1)    Forget the high fat diets, low fat diets, pills and potions. High protein diets (~2X the RDA or 28% of calories) do appear to be the safest, most effective way to preserve muscle mass and enhance fat loss in a weight loss regimen.

2)     That’s not a lot of protein, by the way. The average American consumes almost 2X the RDA for protein on a daily basis. However, it is significantly more protein than the average American consumes when they are trying to lose weight. Salads and carrot sticks are great diet foods, but they don’t contain much protein.

3)     Higher protein intake does not appear to offer any additional benefit – at least in young adults.

4)     Not all high protein diets are created equal. What some people call high protein diets are laden with saturated fats or devoid of carbohydrate. The diet in this study, which is what I recommend, had 43% healthy carbohydrates and 30% healthy fats.

5)    These diets were designed to give 7 pounds of weight loss in 21 days – which is what the experts recommend. There are diets out there promising faster weight loss but they severely restrict calories and/or rely heavily on stimulants, they do not preserve muscle mass, and they often are not safe. In addition they are usually temporary.  I do not recommend them.

6)    This level of protein intake is safe for almost everyone.
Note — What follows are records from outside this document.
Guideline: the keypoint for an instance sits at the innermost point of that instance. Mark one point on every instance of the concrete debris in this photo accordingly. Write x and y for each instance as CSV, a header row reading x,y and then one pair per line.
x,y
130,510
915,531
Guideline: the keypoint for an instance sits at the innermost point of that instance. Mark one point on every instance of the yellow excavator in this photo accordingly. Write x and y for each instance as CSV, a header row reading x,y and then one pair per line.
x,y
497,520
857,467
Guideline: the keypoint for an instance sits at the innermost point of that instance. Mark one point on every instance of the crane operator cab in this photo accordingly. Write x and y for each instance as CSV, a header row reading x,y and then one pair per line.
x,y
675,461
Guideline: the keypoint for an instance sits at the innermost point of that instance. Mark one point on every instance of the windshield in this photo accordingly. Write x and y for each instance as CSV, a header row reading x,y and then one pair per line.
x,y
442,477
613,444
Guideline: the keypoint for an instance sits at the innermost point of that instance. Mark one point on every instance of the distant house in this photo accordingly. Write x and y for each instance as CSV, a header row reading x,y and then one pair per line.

The major exception would be people with kidney disease, who should always check with their doctor before increasing protein intake. The only other caveat is that protein metabolism creates a lot of nitrogenous waste, so you should drink plenty of water to flush that waste out of your system. But, water is always a good idea.

7)     The high protein diets minimized, but did not completely prevent, muscle loss. Other studies suggest that adding the amino acid leucine to a high protein diet can give 100% retention of muscle mass in a weight loss regimen – but that’s another story for another day.

These statements have not been evaluated by the Food and Drug Administration. This information is not intended to diagnose, treat, cure or prevent any disease.